Automated classification of female uroflowmetry curve patterns.

Sorel M1, Baas S2, Rosier P F W M1, Bosch R1, Brand E2, van der Kamp M2, Boele D2, Huizinga E2, Geurts B2, de Kort L M O1

Research Type

Pure and Applied Science / Translational

Abstract Category

Female Lower Urinary Tract Symptoms (LUTS) / Voiding Dysfunction

Abstract 338
Open Discussion ePosters
Scientific Open Discussion Session 21
Thursday 30th August 2018
13:45 - 13:50 (ePoster Station 2)
Exhibition Hall
Female Mathematical or statistical modelling Urodynamics Techniques
1. University Medical Center Utrecht, The Netherlands, 2. Twenty University, The Netherlands
Presenter
L

Laetitia M O de Kort

Links

Poster

Abstract

Hypothesis / aims of study
Uroflowmetry is a widely used non invasive diagnostic test in patients with lower urinary tract dysfunction. In women, the pattern of the uroflowmetry curve (UFC)  is one of the uroflowmetry outcomes. However, there is no structured and objective manner to classify the uroflowmetry curve pattern. 
Computerized analysis of UFC patterns and automated UFC pattern classification may lead to a more standardized and objective analysis of UFC’s. Since a more objective assessment of UFC might contribute to a correct diagnosis of female voiding dysfunction, we aim to develop an automated system for the classification of UCF patterns.
Study design, materials and methods
The development of the automated classification has progressed in stages and was based on three different databases. The first dataset consisted of UFC's of healthy young women, the second dataset were UFC's of free flows prior to invasive urodynamic study in female patients > 18 years with lower urinary tract symptoms. The third dataset was an extension of the second dataset. The sets consisted of increasing numbers of UFC's and increasing proportions of abnormal flow rates. UFC’s were allocated by experts in functional urology to one of the four categories: normal (A), staccato )B), interrupted (C) or long flow (D).  The certainty of allocation was recorded. The UFC's scored with the highest certainty were identified as reference curves. Datasets were tested in three systems: first, a questionnaire algorithm, secondly an optimized parameter system algorithm and finally, a machine learning system. The questionnaire algorithm was based on qualifying or quantifying criteria taken from the literature regarding UFC patterns in combination with the expert allocation. For the optimized parameter algorithm criteria from the initial questionnaire algorithm were added or removed and thresholds were adapted in order to increase agreement.
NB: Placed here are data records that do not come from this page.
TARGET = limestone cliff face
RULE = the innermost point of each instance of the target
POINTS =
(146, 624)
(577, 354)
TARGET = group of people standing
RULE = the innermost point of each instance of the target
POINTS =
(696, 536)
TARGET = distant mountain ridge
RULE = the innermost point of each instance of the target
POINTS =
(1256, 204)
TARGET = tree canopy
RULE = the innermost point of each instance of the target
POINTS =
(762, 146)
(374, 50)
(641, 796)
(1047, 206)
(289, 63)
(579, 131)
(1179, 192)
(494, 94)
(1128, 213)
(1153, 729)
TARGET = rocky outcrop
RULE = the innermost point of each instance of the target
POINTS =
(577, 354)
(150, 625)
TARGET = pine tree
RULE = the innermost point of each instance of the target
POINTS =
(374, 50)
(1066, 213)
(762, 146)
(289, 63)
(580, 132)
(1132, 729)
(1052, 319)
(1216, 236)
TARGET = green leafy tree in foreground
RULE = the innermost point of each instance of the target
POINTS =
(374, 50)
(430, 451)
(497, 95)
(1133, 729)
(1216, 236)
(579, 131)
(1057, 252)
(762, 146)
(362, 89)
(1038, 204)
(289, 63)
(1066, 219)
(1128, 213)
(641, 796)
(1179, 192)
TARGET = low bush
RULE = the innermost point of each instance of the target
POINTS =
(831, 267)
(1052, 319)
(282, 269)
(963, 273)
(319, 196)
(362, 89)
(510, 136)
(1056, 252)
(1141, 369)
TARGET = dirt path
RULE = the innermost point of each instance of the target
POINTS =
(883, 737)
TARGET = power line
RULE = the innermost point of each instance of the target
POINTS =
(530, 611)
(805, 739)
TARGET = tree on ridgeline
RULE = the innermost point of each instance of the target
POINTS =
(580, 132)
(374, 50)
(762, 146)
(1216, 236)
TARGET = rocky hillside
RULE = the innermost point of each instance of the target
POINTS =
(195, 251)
As UFC's may be a combination of basic flow patterns, for the machine learning algorithm, UFC's were not allocated to one pattern category, but likelihood assignment was performed.  A group of experts assessed to what extend UFC’s matched each of the four basic UFC patterns. This resulted in a third classified dataset of UFC’s, each with a specific likelihood assignment. This dataset was used to develop a system to generate ‘machine-likelihoods’ that were able to reproduce the experts assignments. We constructed a set of classifiers that was optimized to give the best possible correspondence between the reference curves and their respective classes. Different classifiers were constructed and their performance was compared. The sensitivity score (S-score) and the ROC- AUC were computed.The questionnaire algorithm and the optimized algorithm were also applied to the third (largest) dataset. The ability of each algorithm to reliably identify the correct UFC pattern was tested.
Results
Questionnaire algorithm. 
From the first set of UFC’s, 159  remained after exclusion of technically improper curves and the experts classified 90 of these UFC’s. Forty-eight out of 90 UFC’s were classified as reference curves; 44 of which  pattern A, 1 pattern B, 2 pattern C and 1 pattern D. The inter-observer agreement was fair (kappa 0.20 and 0.40)
The testing of the final optimal questionnaire algorithm with this set of reference curves resulted in a S-score of 0.98 with only one UFC classified incorrectly. 

Optimized algorithm: 
The experts classified 365 UFC’s of the second set.  The inter-observer agreement was moderate,  kappa 0.54, 0.51, 0.70. Of these 138, the reference curves were: 87 pattern A, 19 pattern B, 22 pattern C and 10 pattern D. 
The final optimized questionnaire resulted in a S-score of 0.94 and an AUC of 0.9892. 

Machine system
With the machine system, a total of 708 UFC’s with likelihood assignments given by experts were used;  428 UFC’s were labeled as reference curves and 71% belonged to pattern A, 12% to pattern B, 14% to pattern C and 3% to pattern D. The machine system resulted in an S-score of 0.98 and AUC almost 1.00 for all four UFC types.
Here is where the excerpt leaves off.